The suits seek $10 million in damages and, more important, an order allowing home buyers and sellers to participate in the multiple listing service for a reasonable fee. In another move that has real estate brokers stewing, Williams has started selling copies of pages from the multiple listing service to the public while the courts try her antitrust complaints.

Many legal experts think Williams will lose her antitrust cases. Courts have been reluctant to find that multiple listing services violate the law as long as they are reasonably asccessible to real estate professionals. And requiring access to the lists by any home seller or buyer would be stretching the law considerably, says Norman Miller, an assistant professor of real estate at the University of Georgia.

But a California judge has refused so far to stop Williams from selling multiple listing information. And if a court decides that it is legal, the effect on real estate brokers could be devastating, industry professionals agree. Buyers would be able to find sellers without the help of brokers, and sellers could, in effect, use the listing services to advertise their homes without hiring brokers.

That prospect worries real estate groups, which have filed counterclaims against Williams charging that she violated her membership agreement with the local realty board to keep multiple listing information confidential and violated the board's copyright of listing-service books.

Williams' continued sale of multiple listing information would "completely alter the status quo" and would work the "further evil" of cutting out the brokers," the California Realtors' association asserts in court papers.

Williams' lawyer, David Barry, contends that 75 percent of home sellers would sell their own homes if they had access to the listings. The other 25 percent would seek discount services, he says, cutting residential real estate commissions as much as 90 percent.

Willialms' trouble began in July 1978, when she started charging a flat fee of $1,995 for selling a home. That's about 5,000 less than the 6 percent commission on the average home sale price of about $120,000 in the San Fernando Valley.

At first the 41-year-old agent was deluged with listings. "We couldn't write them fast enough," she said. But her clients soon became aware that other brokers weren't showing their homes. Indeed, brokers concede that they steer customers away from homes sold at discount fees, saying they can't afford to operate on discounted commissions.

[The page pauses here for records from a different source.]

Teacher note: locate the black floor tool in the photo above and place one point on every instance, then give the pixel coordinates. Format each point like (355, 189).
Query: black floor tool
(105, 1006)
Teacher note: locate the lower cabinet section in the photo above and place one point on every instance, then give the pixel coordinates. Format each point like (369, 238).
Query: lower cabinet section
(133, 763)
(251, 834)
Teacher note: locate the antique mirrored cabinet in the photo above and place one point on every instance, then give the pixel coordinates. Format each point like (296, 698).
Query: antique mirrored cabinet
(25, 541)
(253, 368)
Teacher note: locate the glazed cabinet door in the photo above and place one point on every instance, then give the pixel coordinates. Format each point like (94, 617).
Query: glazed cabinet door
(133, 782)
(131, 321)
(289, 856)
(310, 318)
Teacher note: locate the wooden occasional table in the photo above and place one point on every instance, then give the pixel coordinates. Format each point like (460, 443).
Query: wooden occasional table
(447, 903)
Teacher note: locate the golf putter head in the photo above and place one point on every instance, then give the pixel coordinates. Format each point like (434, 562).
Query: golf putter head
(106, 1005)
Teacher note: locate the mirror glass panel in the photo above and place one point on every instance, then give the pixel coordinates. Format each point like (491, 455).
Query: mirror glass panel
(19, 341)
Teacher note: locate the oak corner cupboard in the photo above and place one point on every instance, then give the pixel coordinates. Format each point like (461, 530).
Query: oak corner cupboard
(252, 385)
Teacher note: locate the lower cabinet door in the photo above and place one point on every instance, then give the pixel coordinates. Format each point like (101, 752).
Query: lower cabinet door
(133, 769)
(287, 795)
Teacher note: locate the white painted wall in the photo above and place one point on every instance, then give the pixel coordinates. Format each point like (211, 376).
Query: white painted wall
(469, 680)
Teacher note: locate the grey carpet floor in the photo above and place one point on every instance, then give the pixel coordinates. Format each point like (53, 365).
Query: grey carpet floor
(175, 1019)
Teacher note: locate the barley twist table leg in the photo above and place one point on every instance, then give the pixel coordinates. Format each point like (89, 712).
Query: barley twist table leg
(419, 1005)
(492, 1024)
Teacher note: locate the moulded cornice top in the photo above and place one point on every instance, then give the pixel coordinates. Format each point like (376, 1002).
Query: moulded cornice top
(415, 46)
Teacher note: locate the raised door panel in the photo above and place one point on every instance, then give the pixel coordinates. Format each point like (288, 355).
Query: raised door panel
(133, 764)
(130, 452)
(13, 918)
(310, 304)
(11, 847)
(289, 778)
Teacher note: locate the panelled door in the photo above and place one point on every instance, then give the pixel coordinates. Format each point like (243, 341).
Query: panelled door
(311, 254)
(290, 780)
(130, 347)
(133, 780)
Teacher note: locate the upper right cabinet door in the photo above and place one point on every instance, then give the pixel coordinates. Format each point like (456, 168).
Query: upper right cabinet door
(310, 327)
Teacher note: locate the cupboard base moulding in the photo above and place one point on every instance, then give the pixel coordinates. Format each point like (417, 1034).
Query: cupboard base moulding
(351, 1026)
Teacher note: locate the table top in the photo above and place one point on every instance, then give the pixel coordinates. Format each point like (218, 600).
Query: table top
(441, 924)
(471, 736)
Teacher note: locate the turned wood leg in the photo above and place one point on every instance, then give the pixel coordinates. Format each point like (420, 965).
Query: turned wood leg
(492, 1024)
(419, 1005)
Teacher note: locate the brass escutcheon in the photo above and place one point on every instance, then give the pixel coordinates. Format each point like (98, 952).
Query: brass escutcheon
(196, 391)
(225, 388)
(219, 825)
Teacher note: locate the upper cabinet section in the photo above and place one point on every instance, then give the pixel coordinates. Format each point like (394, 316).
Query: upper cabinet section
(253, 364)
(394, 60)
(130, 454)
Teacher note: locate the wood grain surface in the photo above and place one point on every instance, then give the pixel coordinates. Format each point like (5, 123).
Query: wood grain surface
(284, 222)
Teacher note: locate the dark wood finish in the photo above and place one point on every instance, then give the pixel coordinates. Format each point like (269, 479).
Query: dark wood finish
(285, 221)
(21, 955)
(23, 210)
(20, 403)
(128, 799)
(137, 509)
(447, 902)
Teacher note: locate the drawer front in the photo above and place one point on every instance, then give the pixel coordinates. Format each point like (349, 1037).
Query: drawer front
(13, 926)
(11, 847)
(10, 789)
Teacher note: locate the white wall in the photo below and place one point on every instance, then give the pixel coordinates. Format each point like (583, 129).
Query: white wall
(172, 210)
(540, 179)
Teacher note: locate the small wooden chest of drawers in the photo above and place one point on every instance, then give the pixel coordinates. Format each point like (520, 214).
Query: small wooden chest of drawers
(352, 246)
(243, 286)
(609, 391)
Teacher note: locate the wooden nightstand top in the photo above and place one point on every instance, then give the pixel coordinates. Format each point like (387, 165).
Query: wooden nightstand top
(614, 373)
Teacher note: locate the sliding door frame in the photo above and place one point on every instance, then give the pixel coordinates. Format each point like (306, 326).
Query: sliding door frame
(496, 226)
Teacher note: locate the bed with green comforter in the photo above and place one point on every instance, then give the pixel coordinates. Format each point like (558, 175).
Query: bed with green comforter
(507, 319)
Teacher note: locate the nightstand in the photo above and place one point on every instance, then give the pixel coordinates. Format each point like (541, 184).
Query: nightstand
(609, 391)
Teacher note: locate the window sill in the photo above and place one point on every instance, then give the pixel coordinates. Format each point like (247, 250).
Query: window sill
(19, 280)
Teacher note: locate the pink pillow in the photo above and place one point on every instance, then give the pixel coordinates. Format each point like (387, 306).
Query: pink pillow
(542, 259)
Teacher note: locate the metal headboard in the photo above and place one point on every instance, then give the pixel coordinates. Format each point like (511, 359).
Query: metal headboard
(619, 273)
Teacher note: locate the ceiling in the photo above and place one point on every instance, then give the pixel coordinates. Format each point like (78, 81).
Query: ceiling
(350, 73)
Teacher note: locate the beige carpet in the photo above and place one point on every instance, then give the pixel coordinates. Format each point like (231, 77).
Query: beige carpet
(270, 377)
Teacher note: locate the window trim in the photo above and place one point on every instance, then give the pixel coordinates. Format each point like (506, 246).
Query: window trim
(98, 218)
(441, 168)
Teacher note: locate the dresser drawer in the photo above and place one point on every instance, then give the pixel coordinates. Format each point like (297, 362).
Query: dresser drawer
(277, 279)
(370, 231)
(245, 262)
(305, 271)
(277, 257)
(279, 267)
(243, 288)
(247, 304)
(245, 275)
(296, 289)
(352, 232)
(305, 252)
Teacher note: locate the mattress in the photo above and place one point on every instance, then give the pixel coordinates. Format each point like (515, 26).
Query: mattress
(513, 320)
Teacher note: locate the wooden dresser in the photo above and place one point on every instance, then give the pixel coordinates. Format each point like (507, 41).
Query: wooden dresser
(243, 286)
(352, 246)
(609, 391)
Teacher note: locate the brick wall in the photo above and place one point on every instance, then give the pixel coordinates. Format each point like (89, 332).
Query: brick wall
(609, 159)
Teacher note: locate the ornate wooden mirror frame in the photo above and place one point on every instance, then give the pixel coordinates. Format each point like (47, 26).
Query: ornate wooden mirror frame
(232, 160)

California's real estate commissoner, David H. Fox, asserts, however, that such steering is unethical and possibly illegal, because brokers are required to put clients' interests ahead of their own.

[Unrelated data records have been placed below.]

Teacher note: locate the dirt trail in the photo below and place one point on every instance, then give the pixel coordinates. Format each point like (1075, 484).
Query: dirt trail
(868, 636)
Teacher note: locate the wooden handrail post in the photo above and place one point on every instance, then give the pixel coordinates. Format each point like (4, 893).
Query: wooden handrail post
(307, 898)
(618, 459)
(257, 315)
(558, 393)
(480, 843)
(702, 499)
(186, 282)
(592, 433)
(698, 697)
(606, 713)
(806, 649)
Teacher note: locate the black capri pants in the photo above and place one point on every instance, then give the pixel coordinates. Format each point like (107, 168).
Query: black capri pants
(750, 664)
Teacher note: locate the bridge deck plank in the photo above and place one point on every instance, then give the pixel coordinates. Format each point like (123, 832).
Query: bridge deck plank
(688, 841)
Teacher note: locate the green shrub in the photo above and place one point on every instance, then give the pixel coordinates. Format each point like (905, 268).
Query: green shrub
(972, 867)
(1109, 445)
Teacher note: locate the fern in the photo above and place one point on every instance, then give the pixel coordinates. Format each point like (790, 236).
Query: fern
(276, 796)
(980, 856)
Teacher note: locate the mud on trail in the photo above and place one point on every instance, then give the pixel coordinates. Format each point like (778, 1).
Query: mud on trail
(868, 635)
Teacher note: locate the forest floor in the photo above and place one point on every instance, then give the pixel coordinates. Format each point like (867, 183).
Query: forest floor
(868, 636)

Williams says customers have deserted her in droves for regular brokers, who have been able to sell their homes quickly. She was forced to cut her sales staff from 17 to four, and her state court complaint says Supermarket of Homes" is about to go out of business."

But so angered are they by what has happened that Williams and her husband-partner Lawrence say they are determined to stay in business whatever the courts decide.

"We are going to jam it down the brokers' throat so hard they won't be able to move," Lawrence Williams says.

And Williams herself isn't prepared to return to charging standard commissions. "We couldn't go back becasue of what they've done to us," she says.

Sales of multiple listing pages, meanwhile, remain popular with home buyers and seller. Williams says she has sold thousands of copies at 10 cents a page. Peter Mailler, an electrician, got a listing of 140 homes in his $75,000 to $95,000 price range, narrowed the choice to four after driving by all of them, and eventually bought one through Williams.

Another Williams customer, William Mandel, is the kind of home buyer brokers fear might become typical if multiple listings are open to the public. The young restauranteur is buying pages of the listing because he plans to approach home sellers directly, to pursuade one to drop his broker and make his own discount deal.